My penis is bigger than his and I don't even have a penis.
I guess so. I don't really give a fuck. I think I'm going to jerk off really loudly tonight just to keep them on their toes
Thats how high i was. The fact that he looked like Seth Rogan was apparently a good thing.
aparently we are going to have sex infront of her friend. ill call you tomorrow
Restaurants Roasting People Who Gave Them Negative Yelp Reviews (25 Pics)
I don't have any food so I made a martini so I could eat the olives. Don't tell me I can't think outside the box.
do you wanna get some fucking pussy tonight.....THEN DRESS LIKE IT
our conversations pretty much only consist of the phrase 'fuck you'. and the sex is fantastic. we've got a great thing going here.
at least the person I hooked up with donates to charity, the shirt I was wearing this morning was his relay for life shirt.
Don't worry, your car is safe with me. I am throwing watermelons out of it at mailboxes and hipster kids.

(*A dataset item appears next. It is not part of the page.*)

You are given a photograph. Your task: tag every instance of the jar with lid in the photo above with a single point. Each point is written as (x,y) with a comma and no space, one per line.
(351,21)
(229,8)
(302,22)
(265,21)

Woman Posts Harassing DMs From Creep Online, Now He’s Upset Because People Told His Mom
and i'm going to kill you for what you did to my nipples last night. of course i want to hang out
If you think you're having a bad day, know that upon waking up, I was informed that I blew my nose in a piece of bread last night
When I go out tonight I need to make sure to be really good. The Easter bunny doesn't deliver to jail
ok so i took my anxiety medication and i'm eating junior mints and i think my vagina will be ok
I'm scared because his knowledge of star trek is turning me on
I did not shave my legs to sit at home and diddle myself. He better wake the fuck up and put the fear of god in me!